22. A lock system according to claim 18, wherein at least one gas supply line is provided to lead into the lock chamber, the gas supply line being adapted to be connected to an external gas source.

23. A lock system according to claim 18, wherein at least one suction line is provided to lead into the lock chamber, the suction line being connectable or connected to a vacuum pump.

24. A lock system according to claim 18, wherein at least one treatment device assigned to the lock chamber is a measuring device for measuring at least one property of at least one optical element arranged inside the lock chamber.

25. A lock system according to claim 24, wherein the measuring system is designed to measure at least one optical property of an optical element arranged in the lock chamber.

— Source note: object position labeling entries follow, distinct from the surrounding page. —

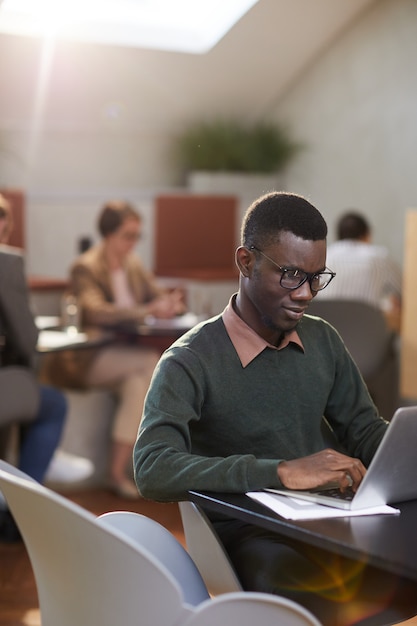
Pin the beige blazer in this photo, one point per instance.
(91, 283)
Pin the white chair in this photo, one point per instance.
(86, 572)
(249, 609)
(164, 547)
(207, 551)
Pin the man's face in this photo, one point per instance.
(125, 238)
(274, 308)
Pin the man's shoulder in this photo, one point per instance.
(208, 332)
(11, 251)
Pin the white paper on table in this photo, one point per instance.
(48, 339)
(292, 508)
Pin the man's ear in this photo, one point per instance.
(244, 260)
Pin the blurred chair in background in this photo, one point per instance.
(371, 343)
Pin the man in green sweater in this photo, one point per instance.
(237, 404)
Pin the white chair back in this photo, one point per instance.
(249, 609)
(88, 573)
(207, 551)
(152, 536)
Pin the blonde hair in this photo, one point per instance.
(7, 218)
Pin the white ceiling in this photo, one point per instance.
(184, 25)
(78, 86)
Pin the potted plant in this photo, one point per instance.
(230, 148)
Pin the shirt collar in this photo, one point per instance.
(247, 343)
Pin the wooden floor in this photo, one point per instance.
(18, 599)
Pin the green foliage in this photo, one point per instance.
(230, 146)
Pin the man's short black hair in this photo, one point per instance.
(279, 211)
(113, 214)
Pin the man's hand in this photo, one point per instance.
(321, 468)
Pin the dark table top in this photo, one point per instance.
(388, 542)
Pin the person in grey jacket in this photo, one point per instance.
(40, 432)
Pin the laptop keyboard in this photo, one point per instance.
(336, 493)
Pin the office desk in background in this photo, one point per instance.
(155, 333)
(387, 542)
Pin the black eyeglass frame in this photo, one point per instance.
(307, 276)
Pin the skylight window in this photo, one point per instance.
(193, 26)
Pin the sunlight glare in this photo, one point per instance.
(184, 25)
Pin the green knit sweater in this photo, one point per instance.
(210, 424)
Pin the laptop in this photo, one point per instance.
(391, 476)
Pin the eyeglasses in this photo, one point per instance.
(131, 236)
(292, 277)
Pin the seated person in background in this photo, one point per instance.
(364, 270)
(236, 405)
(112, 287)
(39, 438)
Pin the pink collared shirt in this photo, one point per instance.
(247, 343)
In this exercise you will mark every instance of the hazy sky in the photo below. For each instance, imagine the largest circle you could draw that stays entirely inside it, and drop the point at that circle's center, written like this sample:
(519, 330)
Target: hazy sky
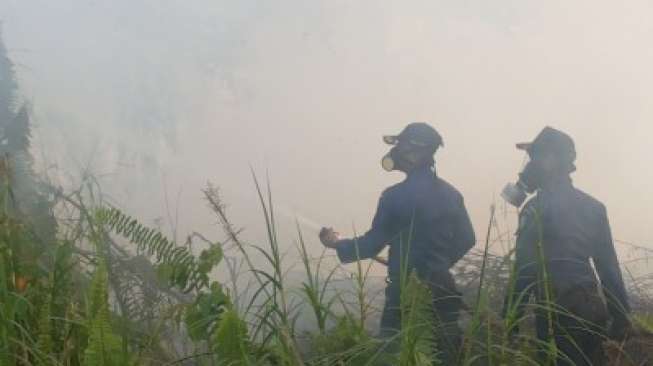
(171, 94)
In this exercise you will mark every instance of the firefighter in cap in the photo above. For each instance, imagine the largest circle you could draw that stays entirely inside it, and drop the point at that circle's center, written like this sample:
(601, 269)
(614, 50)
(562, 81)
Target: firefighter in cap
(424, 223)
(561, 228)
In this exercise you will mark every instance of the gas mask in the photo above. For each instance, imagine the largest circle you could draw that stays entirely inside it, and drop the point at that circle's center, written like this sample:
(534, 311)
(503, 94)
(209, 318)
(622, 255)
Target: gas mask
(388, 162)
(516, 193)
(400, 157)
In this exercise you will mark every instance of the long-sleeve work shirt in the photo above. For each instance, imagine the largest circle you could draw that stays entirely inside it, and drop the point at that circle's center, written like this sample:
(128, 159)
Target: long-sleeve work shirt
(424, 222)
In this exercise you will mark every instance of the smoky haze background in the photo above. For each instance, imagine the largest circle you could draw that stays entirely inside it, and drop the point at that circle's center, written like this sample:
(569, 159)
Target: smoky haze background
(157, 97)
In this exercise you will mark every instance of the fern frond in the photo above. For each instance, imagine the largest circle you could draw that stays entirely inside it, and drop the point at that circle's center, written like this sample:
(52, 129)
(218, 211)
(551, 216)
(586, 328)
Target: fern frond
(104, 346)
(183, 269)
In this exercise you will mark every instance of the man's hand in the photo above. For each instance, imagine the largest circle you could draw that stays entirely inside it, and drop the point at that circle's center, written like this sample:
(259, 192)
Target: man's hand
(329, 237)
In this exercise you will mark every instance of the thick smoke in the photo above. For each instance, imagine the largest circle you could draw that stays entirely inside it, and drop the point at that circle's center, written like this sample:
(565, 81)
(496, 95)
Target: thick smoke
(156, 97)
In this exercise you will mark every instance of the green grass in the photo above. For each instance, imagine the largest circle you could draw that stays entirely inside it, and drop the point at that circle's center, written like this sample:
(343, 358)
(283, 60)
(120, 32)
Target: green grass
(91, 299)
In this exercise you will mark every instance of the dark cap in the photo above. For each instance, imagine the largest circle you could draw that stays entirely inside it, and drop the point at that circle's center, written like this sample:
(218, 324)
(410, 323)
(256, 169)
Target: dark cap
(418, 134)
(551, 141)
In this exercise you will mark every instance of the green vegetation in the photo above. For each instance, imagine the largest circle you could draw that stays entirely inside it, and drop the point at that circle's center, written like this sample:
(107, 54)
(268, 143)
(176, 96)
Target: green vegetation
(82, 283)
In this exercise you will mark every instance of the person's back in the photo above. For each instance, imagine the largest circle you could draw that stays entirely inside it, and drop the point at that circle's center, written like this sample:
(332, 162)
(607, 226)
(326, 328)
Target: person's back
(428, 213)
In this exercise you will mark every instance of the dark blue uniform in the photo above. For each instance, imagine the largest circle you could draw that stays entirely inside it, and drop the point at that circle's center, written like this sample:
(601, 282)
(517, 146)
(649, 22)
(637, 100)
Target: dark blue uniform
(560, 230)
(422, 219)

26. A lock system according to claim 18, wherein at least one heating device for heating optical elements inside the lock chamber is assigned to the lock system.

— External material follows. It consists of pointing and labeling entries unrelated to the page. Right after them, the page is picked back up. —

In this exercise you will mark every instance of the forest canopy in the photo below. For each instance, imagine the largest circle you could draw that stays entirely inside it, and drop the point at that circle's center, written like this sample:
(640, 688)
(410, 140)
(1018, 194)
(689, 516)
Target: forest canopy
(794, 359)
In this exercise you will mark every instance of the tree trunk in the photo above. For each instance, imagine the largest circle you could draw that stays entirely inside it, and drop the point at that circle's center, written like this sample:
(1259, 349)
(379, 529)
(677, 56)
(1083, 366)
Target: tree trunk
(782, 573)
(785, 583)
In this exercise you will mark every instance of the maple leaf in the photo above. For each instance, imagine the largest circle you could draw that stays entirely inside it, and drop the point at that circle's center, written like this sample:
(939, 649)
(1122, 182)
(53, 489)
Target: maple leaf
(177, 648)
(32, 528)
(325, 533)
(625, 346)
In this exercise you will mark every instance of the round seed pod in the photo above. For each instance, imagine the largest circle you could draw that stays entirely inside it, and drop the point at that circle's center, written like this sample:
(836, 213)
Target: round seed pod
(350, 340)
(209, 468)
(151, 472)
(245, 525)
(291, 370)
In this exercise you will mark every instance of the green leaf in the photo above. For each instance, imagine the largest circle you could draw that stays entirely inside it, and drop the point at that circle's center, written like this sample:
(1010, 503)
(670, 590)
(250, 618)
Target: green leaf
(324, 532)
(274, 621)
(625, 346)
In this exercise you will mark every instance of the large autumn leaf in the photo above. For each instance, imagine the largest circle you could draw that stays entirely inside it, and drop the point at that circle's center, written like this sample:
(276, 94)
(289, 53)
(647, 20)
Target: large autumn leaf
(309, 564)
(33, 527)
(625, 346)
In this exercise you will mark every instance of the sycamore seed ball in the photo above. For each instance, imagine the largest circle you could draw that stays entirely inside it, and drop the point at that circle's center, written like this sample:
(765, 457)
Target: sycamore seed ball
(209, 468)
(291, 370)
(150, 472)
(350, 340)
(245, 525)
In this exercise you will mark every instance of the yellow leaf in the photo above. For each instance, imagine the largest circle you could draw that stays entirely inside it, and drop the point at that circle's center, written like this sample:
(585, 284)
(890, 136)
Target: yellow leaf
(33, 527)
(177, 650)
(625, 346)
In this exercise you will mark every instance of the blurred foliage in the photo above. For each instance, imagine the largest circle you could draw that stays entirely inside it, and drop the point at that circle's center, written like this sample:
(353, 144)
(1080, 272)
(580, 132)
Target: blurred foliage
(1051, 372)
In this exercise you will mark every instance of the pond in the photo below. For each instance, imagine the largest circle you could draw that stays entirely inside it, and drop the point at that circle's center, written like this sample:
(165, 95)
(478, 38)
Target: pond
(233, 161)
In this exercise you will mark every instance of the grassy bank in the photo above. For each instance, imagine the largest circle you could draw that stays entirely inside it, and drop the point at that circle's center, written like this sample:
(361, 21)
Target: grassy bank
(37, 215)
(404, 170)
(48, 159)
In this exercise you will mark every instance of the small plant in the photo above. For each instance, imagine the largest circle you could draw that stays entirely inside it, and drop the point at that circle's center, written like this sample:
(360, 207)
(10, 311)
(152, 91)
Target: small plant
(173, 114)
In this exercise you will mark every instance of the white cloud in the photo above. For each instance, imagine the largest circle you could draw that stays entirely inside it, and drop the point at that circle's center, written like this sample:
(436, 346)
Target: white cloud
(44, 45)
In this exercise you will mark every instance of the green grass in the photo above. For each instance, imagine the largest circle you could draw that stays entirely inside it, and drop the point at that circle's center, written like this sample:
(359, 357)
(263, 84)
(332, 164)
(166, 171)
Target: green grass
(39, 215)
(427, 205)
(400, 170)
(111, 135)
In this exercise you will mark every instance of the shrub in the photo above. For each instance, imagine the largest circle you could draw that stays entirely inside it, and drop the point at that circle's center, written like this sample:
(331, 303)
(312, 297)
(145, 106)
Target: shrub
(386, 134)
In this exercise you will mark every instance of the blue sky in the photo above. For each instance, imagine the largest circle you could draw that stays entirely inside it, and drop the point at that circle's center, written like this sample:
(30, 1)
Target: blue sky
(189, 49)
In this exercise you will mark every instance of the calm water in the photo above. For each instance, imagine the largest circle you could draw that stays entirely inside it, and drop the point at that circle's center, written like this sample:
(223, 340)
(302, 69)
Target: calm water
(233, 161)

27. A lock system according to claim 26, wherein the heating device comprises at least one radiation heating element for heating optical elements inside the lock chamber using heat radiation.

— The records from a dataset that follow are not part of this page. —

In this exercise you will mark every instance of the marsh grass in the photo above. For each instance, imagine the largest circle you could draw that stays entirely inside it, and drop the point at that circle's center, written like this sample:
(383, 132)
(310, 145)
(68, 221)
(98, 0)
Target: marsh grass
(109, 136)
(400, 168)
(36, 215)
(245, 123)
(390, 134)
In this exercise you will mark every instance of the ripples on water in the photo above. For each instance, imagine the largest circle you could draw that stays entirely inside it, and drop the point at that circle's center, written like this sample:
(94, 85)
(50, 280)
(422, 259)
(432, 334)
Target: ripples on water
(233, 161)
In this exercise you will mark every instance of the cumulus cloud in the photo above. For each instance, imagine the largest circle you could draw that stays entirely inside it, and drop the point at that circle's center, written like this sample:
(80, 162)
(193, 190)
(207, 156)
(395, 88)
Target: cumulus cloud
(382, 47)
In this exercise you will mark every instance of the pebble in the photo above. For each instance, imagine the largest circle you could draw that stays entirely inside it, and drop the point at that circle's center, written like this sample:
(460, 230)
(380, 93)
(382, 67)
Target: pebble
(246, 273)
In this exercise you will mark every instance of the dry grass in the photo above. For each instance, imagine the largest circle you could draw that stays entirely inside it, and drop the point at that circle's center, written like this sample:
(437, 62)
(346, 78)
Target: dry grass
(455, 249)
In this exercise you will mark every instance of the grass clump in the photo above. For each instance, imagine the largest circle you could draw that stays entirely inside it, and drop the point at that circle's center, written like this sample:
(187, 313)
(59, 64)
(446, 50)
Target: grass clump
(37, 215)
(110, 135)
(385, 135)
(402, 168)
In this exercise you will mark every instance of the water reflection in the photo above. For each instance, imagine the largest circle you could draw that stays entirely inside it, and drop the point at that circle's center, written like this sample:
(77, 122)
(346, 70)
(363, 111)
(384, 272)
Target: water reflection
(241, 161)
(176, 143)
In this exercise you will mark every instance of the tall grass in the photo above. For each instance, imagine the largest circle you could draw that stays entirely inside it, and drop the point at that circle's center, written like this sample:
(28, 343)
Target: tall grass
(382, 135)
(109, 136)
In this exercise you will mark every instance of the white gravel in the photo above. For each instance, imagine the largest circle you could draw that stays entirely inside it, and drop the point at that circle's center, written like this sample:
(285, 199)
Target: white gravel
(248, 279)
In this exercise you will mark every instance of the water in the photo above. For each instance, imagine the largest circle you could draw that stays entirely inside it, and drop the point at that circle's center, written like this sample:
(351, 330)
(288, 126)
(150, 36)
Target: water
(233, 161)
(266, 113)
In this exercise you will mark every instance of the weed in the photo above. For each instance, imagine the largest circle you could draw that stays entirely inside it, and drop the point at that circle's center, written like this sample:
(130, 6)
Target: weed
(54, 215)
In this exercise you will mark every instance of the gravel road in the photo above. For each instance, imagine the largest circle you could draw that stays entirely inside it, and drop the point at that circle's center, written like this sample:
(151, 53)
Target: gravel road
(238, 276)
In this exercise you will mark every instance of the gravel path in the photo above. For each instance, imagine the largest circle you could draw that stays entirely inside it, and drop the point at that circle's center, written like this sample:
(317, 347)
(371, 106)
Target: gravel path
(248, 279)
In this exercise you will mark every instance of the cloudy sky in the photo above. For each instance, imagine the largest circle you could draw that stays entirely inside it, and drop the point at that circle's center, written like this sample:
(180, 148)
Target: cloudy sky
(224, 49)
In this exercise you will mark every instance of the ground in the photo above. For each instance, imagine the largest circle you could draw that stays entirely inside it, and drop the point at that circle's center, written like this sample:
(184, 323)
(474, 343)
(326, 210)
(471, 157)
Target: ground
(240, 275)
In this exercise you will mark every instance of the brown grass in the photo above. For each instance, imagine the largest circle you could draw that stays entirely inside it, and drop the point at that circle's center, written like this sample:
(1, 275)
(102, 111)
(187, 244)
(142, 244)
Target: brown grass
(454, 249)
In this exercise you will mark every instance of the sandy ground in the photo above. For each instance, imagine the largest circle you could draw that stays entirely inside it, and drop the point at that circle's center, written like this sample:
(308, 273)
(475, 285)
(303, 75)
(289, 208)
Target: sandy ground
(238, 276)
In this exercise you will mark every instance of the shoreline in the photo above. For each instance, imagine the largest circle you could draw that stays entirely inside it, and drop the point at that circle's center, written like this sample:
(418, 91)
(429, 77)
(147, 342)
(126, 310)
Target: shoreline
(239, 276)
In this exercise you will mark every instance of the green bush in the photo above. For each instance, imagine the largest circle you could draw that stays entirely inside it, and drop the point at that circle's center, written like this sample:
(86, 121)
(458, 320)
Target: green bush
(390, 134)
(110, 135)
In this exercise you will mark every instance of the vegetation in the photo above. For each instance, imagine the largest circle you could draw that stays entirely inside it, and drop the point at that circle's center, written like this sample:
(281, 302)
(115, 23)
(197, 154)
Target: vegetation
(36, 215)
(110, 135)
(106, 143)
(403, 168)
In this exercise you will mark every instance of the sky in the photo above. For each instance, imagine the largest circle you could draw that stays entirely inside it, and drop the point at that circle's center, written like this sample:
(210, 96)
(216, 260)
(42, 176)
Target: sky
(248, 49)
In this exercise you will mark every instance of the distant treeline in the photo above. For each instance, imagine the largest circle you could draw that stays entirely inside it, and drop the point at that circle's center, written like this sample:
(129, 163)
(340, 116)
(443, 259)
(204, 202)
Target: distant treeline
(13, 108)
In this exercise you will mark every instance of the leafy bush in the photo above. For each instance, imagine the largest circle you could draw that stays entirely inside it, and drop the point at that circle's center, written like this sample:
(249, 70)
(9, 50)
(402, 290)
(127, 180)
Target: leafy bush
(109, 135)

28. A lock system according to claim 18, wherein at least one of at least one device for introducing hot gas into the lock chamber and at least one device for introducing processing gas with a set temperature into the lock chamber is assigned to the lock system.

29. A lock system according to claim 18, wherein the working chamber of a coating device is free from systems for at least one of cleansing and heating the optical elements to be coated in the working chamber.

30. A coating system for coating optical elements, the coating system comprising a coating device equipped with at least one working chamber for coating optical elements inside the working chamber, wherein the coating device is assigned at least one lock system, the lock system comprising:

at least one lock device for opening or closing the access opening;

and at least one treatment device assigned to the lock chamber for treating optical elements arranged in the lock chamber.

31. A coating system according to claim 30, wherein at least two lock systems are assigned to the coating system.

32. A coating system according to claim 31, wherein one lock system is designed as a supply lock system for introducing optical elements out of the supply lock system into the working chamber and another lock system is designed as an exit lock system for removing optical elements out of the working chamber through the exit lock system.

33. A coating system according to claim 30, wherein the coating device and the lock system are adjusted to each other such that the lock system can be connected to and is removable from the coating device, creating a vacuum tight connection between the lock chamber and the working chamber.

34. A method for coating optical elements, in particular those optical elements for optical systems using ultraviolet light, in a working chamber of a coating device, the method comprising:

positioning at least one optical element in the lock chamber;

treating the optical element inside the lock chamber, wherein the treating step comprises measuring at least one optical property of the optical element inside the lock chamber;

equalizing the atmospheres of the working chamber and the lock chamber;

transporting the optical element between the lock chamber and the working chamber under exclusion of the environmental atmosphere.

35. A coating system for coating optical elements, the coating system comprising a coating device equipped with at least one working chamber for coating optical elements inside the working chamber, wherein the coating device is assigned at least one lock system, the lock system comprising:

at least one lock device for opening or closing the access opening;

and at least one treatment device assigned to the lock chamber for treating optical elements arranged in the lock chamber, the treatment device comprising at least one measuring device for measuring at least one optical property of the optical element inside the lock chamber.